The hard drive on my applemacbook has crashed. Tests suggest hard drive cannot be repaired...   Ooh lah lah ...  Thank goodness I have an iPad because I can't reach an Apple Genius bar until I go to Uk.
This will be an exercise in blogs and posts from the mini screen. I recently learned to transfer photos from camera onto iPad with a small device...so photos may be possible.
Thank goodness I have the iPod as the old CD player I was gifted, really to use as an amplifier for louder music from laptop, skips sections of cd tracks ... My radio, CD player, DVD player, all on the laptop was my source of media stimulus. I was just enjoying watching videos!

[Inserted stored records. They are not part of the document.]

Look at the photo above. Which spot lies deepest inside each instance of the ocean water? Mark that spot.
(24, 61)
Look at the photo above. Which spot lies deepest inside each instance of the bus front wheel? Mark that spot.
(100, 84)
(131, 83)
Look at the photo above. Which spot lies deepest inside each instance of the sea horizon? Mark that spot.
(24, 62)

AND ALSO the internet phone does not always ring. Unless people use the landline I do not know if they have called.   Maybe, it's not much different from being in a nunnery. I could start playing hymns for I still have a hymn book (would prefer catholic hymns for Nostalgic reasons) ...  and burning frankincense but I have none left.

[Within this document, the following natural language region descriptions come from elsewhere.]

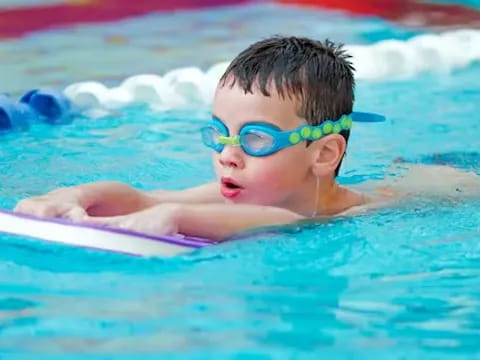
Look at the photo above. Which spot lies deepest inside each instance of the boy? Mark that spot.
(269, 174)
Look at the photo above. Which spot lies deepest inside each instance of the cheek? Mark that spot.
(281, 171)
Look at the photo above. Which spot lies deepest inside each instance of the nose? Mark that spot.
(231, 156)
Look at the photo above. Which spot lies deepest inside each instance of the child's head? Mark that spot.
(285, 82)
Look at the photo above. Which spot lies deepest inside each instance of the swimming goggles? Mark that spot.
(262, 139)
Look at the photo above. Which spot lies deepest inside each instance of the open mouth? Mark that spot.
(230, 188)
(230, 184)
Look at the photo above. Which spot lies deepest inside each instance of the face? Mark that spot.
(281, 179)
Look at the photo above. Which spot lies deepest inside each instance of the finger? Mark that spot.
(75, 214)
(98, 220)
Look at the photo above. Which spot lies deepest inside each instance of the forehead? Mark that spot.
(235, 107)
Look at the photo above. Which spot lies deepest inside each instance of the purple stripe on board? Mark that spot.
(189, 241)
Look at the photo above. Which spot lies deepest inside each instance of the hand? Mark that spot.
(158, 220)
(60, 203)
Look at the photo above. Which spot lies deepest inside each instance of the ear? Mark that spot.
(327, 154)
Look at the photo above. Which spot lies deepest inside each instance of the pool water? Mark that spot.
(401, 283)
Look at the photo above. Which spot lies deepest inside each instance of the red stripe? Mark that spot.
(418, 13)
(17, 22)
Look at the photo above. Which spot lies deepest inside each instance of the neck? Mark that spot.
(315, 198)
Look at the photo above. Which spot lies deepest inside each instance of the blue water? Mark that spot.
(403, 283)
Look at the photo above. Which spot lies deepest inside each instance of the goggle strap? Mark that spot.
(229, 140)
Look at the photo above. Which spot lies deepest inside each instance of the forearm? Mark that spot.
(220, 221)
(202, 194)
(108, 198)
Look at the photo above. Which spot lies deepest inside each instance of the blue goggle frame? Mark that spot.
(216, 135)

My techno world and life support system is not being helpful to the isolation I have been experiencing.

However.  Today.   A friend took me to a restaurant for lunch (le Grillon) and she brought yellow flowers and roses, DIY shopping and oatcakes from UK.  I feel normal again, human. I was really losing the plot at the weekend and had become severely depressed! I refuse to take any tablets. I slept and slept and didn't even notice the fall back of Time. The stresses of the last  4 weeks, medication and loss of regular sleep patterns as a result of all of that plus roof or no roof, wind and rain ingress has been very worrying!

The foot has made brilliant progress and the wound has closed, so I am waiting for the swelling to subside further before I can abandon the adapted walking sandal and wear a PAIR of flat shoes.. And drive my car. It will sure be a celebration day when I can wear walking boots. Oh and what joy to feel a madam and wear heels!